An increase in operating expenses led Beacon Roofing Supply, the No. 3 company on the ProSales 100, to report today its net income slipped 13.7% to $12.9 million in its fiscal first quarter ended Dec. 31 despite an 8% rise in sales to a record $596 million.
Gross profit climbed 8.4% to $137.6 million, giving the Herndon, Va.-based dealer a gross profit margin for the quarter of 23.1%. But operating expenses increased almost 14% to $113.7 million, depressing operating income to $23.8 million; that's 12.1% less than it did in 2013's October-to-December quarter.
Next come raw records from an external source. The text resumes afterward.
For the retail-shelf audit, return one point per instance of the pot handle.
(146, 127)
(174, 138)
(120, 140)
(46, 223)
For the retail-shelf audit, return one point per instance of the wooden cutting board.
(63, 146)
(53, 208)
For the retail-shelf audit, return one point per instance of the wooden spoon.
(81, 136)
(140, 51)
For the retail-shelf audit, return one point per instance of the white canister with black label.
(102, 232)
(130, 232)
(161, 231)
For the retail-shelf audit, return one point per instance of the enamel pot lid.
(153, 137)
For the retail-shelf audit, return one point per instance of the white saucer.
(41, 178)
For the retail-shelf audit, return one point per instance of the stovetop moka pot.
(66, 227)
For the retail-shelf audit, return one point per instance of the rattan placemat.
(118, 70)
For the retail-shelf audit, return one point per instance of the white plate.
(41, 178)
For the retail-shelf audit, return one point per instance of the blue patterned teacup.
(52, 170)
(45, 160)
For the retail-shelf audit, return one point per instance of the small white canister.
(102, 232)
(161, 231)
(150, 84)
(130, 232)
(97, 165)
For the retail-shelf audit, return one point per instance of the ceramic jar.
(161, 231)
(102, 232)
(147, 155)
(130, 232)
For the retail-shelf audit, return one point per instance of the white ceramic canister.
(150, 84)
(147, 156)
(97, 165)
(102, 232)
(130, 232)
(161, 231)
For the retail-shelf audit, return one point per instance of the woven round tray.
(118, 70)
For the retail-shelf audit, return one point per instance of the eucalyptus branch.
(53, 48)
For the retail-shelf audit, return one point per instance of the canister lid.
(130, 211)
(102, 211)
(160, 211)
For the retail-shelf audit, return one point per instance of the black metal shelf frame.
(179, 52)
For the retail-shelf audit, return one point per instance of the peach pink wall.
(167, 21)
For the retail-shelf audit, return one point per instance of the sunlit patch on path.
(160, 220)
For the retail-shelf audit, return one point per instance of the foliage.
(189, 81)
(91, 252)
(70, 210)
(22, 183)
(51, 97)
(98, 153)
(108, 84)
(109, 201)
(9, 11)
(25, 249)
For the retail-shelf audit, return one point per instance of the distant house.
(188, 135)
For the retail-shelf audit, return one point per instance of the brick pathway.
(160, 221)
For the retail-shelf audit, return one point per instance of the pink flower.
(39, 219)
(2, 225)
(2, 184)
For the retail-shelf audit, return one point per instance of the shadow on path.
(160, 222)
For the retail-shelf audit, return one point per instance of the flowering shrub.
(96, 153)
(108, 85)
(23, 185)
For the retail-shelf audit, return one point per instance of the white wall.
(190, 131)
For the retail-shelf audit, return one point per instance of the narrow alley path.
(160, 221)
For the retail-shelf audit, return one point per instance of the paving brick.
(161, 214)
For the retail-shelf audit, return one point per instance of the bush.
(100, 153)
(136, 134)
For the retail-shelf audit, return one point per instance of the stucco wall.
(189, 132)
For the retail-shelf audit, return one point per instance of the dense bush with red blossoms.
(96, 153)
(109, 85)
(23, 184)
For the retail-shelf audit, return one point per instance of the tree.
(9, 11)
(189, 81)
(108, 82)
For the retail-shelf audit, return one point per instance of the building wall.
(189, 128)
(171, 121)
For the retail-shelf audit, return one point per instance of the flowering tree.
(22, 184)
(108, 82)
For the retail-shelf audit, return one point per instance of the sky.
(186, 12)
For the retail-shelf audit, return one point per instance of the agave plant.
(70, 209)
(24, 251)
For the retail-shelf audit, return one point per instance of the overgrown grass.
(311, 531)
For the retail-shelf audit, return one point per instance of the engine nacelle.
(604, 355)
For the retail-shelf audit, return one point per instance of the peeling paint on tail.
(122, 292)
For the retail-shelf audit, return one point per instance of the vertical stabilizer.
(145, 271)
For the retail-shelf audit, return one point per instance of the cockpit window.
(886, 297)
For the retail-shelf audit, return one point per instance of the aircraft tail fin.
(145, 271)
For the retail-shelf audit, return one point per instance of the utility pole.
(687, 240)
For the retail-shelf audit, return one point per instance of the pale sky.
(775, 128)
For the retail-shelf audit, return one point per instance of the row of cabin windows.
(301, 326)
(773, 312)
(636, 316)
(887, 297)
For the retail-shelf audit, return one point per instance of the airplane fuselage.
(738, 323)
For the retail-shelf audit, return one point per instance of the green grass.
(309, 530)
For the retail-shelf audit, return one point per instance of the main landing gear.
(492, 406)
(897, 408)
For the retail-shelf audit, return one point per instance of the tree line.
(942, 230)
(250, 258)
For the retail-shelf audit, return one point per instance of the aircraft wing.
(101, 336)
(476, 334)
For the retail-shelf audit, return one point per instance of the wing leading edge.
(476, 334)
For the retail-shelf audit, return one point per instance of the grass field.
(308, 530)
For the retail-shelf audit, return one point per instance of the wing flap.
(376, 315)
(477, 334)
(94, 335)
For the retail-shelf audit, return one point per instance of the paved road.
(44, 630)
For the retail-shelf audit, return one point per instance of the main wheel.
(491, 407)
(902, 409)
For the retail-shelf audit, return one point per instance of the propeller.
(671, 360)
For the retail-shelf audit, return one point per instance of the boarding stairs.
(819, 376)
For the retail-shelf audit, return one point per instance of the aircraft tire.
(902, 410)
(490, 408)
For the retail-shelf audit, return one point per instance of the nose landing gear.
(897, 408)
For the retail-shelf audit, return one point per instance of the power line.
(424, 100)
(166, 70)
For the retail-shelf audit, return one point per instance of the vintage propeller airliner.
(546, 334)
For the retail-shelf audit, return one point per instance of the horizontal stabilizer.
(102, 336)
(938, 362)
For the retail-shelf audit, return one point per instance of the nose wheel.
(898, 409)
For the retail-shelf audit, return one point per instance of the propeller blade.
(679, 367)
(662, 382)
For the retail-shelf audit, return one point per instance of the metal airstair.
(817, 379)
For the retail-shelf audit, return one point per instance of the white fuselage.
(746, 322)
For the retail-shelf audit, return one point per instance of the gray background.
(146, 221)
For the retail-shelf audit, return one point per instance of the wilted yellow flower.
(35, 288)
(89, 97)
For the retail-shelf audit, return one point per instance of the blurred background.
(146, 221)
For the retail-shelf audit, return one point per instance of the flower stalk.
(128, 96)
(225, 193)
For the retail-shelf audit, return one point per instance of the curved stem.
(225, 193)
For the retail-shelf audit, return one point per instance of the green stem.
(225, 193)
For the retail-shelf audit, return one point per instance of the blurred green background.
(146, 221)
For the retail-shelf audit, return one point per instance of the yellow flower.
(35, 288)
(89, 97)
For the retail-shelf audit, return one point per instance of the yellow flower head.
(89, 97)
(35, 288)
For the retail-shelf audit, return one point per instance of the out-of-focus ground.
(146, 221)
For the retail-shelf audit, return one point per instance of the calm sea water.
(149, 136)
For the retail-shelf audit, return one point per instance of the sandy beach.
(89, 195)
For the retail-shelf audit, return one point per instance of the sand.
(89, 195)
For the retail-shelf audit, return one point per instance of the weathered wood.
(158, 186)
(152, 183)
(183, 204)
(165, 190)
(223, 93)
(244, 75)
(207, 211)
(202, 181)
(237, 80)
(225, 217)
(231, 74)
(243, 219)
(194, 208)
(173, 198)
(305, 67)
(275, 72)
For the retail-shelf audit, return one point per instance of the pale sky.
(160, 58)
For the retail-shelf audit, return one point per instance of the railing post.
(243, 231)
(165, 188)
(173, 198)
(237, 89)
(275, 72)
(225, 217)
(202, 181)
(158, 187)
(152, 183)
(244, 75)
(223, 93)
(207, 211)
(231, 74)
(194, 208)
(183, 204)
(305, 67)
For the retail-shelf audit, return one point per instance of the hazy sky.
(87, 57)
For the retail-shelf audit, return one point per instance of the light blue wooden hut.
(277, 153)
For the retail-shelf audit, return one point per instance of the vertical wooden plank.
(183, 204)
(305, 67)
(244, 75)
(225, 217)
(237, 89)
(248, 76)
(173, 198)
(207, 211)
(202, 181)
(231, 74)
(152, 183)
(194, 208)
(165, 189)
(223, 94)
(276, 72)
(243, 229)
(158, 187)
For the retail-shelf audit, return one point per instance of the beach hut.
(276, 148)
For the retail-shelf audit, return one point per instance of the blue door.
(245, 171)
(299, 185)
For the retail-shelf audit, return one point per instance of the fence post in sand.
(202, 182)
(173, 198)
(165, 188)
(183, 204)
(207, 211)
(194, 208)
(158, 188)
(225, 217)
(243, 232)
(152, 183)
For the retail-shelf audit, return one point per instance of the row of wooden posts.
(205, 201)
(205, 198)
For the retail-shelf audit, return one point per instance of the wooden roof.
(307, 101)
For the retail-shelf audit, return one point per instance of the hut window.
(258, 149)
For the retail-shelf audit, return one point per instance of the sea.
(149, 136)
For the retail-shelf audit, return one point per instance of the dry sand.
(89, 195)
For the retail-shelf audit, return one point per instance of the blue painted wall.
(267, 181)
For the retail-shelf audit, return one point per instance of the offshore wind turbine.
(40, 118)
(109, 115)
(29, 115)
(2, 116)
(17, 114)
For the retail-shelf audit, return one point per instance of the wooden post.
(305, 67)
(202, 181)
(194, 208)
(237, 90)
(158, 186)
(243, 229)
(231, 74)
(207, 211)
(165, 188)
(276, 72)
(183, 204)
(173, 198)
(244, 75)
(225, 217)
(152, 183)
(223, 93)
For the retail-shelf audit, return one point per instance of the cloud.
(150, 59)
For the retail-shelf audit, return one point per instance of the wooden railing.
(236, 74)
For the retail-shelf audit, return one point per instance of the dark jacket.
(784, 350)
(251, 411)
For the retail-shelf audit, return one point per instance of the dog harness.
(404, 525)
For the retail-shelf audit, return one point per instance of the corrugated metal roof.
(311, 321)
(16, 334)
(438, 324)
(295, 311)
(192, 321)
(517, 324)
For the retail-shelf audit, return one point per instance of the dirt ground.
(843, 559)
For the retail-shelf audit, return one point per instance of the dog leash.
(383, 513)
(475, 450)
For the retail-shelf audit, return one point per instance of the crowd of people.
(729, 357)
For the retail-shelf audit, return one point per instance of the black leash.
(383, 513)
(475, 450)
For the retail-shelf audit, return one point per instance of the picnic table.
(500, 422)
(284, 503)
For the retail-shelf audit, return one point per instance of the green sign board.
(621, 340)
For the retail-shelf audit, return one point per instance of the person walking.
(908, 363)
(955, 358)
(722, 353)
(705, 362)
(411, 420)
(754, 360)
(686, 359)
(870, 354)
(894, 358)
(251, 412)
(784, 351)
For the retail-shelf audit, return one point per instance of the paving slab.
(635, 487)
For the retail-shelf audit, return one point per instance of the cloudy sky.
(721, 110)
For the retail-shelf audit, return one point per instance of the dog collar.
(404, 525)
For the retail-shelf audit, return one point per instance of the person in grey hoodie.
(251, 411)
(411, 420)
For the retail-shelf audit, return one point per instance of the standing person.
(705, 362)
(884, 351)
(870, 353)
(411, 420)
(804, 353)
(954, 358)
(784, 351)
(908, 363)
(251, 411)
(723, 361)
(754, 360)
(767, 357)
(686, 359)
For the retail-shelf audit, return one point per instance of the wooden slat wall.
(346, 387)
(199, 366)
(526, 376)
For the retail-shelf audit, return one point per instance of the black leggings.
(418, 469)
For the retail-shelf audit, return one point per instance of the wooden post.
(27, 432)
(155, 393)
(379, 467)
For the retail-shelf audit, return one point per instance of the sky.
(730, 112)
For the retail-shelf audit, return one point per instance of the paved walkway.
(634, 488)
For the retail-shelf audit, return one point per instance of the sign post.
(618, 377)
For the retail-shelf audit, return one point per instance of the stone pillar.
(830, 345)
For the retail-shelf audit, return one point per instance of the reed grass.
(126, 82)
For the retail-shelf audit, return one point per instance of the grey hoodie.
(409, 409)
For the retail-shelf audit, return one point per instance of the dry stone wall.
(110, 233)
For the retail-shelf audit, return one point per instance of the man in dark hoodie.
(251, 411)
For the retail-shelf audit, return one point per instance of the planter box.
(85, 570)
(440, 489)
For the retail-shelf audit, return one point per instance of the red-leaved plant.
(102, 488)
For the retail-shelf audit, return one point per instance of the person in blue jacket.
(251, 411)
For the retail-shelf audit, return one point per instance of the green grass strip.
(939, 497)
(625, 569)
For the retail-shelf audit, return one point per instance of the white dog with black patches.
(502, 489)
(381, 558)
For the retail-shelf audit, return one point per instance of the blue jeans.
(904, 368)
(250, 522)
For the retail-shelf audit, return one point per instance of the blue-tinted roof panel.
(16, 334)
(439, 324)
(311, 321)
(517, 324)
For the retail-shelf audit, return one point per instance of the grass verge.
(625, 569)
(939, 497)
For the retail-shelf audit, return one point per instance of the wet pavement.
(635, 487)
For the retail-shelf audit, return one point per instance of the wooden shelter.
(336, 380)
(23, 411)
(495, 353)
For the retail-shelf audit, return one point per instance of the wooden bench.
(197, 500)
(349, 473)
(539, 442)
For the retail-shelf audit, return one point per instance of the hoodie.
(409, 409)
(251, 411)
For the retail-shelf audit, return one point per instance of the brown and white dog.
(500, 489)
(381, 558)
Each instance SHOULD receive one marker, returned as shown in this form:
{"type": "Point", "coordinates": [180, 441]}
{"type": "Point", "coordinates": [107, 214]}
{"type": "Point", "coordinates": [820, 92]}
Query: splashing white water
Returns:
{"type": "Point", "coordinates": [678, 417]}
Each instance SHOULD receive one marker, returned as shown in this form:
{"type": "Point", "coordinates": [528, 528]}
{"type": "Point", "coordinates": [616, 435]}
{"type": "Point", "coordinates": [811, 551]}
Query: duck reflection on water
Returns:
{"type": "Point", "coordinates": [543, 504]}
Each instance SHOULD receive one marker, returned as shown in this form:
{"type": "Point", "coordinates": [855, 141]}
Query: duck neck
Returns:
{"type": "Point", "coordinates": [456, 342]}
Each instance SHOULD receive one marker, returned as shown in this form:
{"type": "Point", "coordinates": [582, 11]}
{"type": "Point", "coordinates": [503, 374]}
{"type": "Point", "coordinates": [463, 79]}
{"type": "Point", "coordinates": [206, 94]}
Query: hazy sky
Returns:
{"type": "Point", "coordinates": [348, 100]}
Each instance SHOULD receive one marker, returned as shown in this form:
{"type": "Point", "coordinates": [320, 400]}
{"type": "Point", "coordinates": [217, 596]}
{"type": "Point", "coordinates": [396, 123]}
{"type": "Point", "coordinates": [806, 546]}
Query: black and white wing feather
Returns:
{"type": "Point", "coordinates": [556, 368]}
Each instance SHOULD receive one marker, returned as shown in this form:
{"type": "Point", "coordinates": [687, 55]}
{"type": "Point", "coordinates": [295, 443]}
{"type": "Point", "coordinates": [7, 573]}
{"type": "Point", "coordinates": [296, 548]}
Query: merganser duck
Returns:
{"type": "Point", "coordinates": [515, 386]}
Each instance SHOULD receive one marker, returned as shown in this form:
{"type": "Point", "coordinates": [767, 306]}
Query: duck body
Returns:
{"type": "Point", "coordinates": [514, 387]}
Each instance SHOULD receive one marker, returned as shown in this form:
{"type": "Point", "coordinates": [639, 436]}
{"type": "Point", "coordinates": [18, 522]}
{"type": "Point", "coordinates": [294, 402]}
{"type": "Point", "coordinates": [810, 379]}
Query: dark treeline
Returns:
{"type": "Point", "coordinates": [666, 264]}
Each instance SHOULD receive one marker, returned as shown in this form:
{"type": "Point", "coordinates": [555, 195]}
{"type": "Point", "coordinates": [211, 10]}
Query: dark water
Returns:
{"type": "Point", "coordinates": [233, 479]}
Six branches acquired last October--the deals involved Wholesale Roofing Supply of Dallas and Applicator Sales and Service of Portland, Maine--contributed $19.7 million of the total sales, while greenfield branches opened throughout all of fiscal 2014 (which ended Sept. 30, 2014), provided another $23 million to the total sales figure.
"We are particularly pleased with the growth of our residential product line, which was up 11.2% over the prior year, aided by the 26 new branches opened in the prior fiscal year," Paul Isabella, Beacon's president and CEO, said in a press release. "Complementary sales were also a bright spot in the quarter, up 18.5%. The sales gains in these two particular product lines as well as stronger warehouse sales led to higher gross margins over prior year and over prior quarter."
Residential roofing products accounted for 46.9% of sales in the quarter ended Dec. 31, up from 45.5% a year earlier. Non-residential roofing products accounted for 36.7% of total sales, nearly 3 points lower than the year before, while sales of complementary building products rose to 16.4% of the total from 14.9%. As of
Later, during a briefing with analysts, Isabella said:
- "We feel good about our organic growth against these numbers even more so when you factoring the pricing loss we had in the quarter," Isabella said, according to a transcript of his conference call. "Our continued growth positions us to take full advantage of an upswing in reroofing and new construction as both segments are expected to grow in calendar year 2015.
- The increase in operating expenses went largely to support the company's strategy of adding new greenfield branches and acquiring operations. "We believe these investments are critical to our future growth and margin expansion," he said.
- Sales in January rose 15% at stores that had been in operation a year earlier, and company-wide sales--i.e., including operations started or acquired in 2014--were up 19% for the month.
- "For the balance of 2015 we are positive about our ability to grow sales," he said. "I already mentioned the data on new construction, which is optimistic. There is also optimism on existing home sales and remodeling. Without combination of acquisitions and organic growth, we believe we can grow in the high single-digit range for the full year."
- Beacon expects to open 10 new branches this year. As for mergers and acquisitions, "Our pipeline is full and we are optimistic on future deals."
- "I just don’t see the manufacturers taking price down because they have lower input costs," Isabella said. "So, I think in my mind, there is a view that it could stabilize."